Note: this is far from production-ready code; I just had some fun. Here's a self-contained unit test which proves the solution:
#RunWith(JMock.class)
public class Example {
private Mockery context = new JUnit4Mockery();
#Test
public void Test() {
final StoringMatcher matcher = new StoringMatcher();
final IDependency mockObject = context.mock(IDependency.class);
context.checking(new Expectations() {
{
// The matcher will accept any Integer and store it
allowing(mockObject).methodToInvoke(with(matcher));
// The action will pop the last object used and return it.
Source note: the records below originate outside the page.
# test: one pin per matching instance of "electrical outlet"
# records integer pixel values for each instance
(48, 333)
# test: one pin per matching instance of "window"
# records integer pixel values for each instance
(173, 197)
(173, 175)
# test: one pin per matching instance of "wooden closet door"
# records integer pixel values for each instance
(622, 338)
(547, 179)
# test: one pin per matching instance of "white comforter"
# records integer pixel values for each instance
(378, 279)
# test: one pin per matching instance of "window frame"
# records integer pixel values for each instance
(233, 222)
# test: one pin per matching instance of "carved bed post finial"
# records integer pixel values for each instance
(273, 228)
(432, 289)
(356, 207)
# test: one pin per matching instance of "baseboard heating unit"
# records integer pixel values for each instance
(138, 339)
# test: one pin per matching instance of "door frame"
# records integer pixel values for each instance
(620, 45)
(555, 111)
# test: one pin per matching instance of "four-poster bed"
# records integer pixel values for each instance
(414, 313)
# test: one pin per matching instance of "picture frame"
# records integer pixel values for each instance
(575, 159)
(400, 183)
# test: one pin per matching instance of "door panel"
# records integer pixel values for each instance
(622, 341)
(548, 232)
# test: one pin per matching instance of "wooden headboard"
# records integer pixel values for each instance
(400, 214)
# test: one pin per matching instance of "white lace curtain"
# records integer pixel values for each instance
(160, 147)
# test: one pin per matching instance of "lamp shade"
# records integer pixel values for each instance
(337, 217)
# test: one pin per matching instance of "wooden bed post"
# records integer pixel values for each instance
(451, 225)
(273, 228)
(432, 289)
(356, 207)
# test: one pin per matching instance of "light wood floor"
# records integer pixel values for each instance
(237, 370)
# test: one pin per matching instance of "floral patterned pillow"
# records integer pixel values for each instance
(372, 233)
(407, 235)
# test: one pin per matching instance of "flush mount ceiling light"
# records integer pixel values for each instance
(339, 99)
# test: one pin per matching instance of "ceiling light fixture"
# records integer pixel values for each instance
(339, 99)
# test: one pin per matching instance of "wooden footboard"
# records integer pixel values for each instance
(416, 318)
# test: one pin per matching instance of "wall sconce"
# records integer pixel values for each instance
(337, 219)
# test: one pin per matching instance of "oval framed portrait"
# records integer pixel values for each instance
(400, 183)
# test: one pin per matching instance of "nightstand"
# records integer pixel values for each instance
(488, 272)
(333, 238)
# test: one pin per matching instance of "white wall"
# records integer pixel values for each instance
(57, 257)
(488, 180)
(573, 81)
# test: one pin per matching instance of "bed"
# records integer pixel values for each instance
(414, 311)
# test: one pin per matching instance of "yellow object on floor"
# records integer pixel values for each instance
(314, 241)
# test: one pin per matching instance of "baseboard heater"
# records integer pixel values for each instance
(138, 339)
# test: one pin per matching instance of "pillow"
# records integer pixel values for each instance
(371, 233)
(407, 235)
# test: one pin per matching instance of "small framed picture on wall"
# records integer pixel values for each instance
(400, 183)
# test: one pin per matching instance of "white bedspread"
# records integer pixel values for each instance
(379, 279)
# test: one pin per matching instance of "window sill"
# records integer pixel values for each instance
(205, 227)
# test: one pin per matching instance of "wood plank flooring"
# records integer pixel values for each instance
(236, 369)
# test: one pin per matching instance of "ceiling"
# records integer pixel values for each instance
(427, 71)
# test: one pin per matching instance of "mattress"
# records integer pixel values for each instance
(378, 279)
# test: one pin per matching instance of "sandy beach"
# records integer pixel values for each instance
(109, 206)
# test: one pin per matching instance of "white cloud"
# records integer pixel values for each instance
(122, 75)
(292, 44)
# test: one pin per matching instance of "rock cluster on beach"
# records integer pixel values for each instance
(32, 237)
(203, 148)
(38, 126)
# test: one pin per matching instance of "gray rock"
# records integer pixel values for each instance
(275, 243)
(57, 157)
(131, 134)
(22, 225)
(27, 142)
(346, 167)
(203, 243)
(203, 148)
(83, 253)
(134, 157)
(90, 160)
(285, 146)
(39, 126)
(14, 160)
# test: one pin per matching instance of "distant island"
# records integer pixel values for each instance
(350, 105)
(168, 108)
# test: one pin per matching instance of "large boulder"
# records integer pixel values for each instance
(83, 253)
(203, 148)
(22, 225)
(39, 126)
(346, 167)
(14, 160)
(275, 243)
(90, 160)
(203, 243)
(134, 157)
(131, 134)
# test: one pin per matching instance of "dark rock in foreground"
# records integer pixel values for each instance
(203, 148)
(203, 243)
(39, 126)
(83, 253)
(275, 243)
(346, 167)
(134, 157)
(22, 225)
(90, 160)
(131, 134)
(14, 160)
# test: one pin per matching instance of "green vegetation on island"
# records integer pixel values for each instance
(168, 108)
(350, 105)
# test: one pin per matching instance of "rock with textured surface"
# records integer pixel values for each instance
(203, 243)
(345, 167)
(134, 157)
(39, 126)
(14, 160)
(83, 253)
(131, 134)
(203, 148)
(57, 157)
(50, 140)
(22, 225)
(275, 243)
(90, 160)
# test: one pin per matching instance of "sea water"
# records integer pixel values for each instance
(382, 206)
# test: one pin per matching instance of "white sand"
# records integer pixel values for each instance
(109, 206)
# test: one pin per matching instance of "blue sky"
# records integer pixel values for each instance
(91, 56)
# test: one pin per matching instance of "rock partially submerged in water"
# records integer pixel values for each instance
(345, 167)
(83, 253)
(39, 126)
will(new CustomAction("returns previous arg") {
#Override
public Object invoke(Invocation invocation) throws Throwable {
return matcher.getLastValue();
}
});
}
});
Integer test1 = 1;
Integer test2 = 1;
// Confirm the object passed to the mocked method is returned
Assert.assertEquals((Object) test1, mockObject.methodToInvoke(test1));
Assert.assertEquals((Object) test2, mockObject.methodToInvoke(test2));
}
public interface IDependency {
public int methodToInvoke(int arg);
}
private static class StoringMatcher extends BaseMatcher<Integer> {
private final List<Integer> objects = new ArrayList<Integer>();
#Override
public boolean matches(Object item) {
if (item instanceof Integer) {
objects.add((Integer) item);
return true;
}
return false;
}
#Override
public void describeTo(Description description) {
description.appendText("any integer");
}
public Integer getLastValue() {
return objects.remove(0);
}
}
}
A Better Plan
Now that you've provided a concrete example, I can show you how to test this in Java without resorting to my JMock hackery above.
Firstly, some Java versions of what you posted:
public class Speaker {
private final String firstName;
private final String surname;
private final NameSource nameSource;
public Speaker(String firstName, String surname, NameSource nameSource) {
this.firstName = firstName;
this.surname = surname;
this.nameSource = nameSource;
}
public String introduce() {
String name = nameSource.createName(firstName, surname);
return String.format("Hi, my name is %s", name);
}
}
public interface NameSource {
String createName(String firstName, String surname);
}
public class Formal implements NameSource {
#Override
public String createName(String firstName, String surname) {
return String.format("%s %s", firstName, surname);
}
}
Then, a test which exercises all the useful features of the classes, without resorting to what you were originally asking for.
#RunWith(JMock.class)
public class ExampleTest {
private Mockery context = new JUnit4Mockery();
#Test
public void testFormalName() {
// I would separately test implementations of NameSource
Assert.assertEquals("Joe Bloggs", new Formal().createName("Joe", "Bloggs"));
}
#Test
public void testSpeaker() {
// I would then test only the important features of Speaker, namely
// that it passes the right values to the NameSource and uses the
// response correctly
final NameSource nameSource = context.mock(NameSource.class);
final String firstName = "Foo";
final String lastName = "Bar";
final String response = "Blah";
context.checking(new Expectations() {
{
// We expect one invocation with the correct params
oneOf(nameSource).createName(firstName, lastName);
// We don't care what it returns, we just need to know it
will(returnValue(response));
}
});
Assert.assertEquals(String.format("Hi, my name is %s", response),
new Speaker(firstName, lastName, nameSource).introduce());
}
}

JMock doesn't support your use case (or any other mocking framework I know of in java).
There's a little voice in my head that says that what you're trying to do is not ideal and that your unit test might be to complicated (maybe it's testing too much code/logic?). One of the problems I see, is that you don't know which values those mocks need to return and you're plugging something else, which might make each run irreproducible.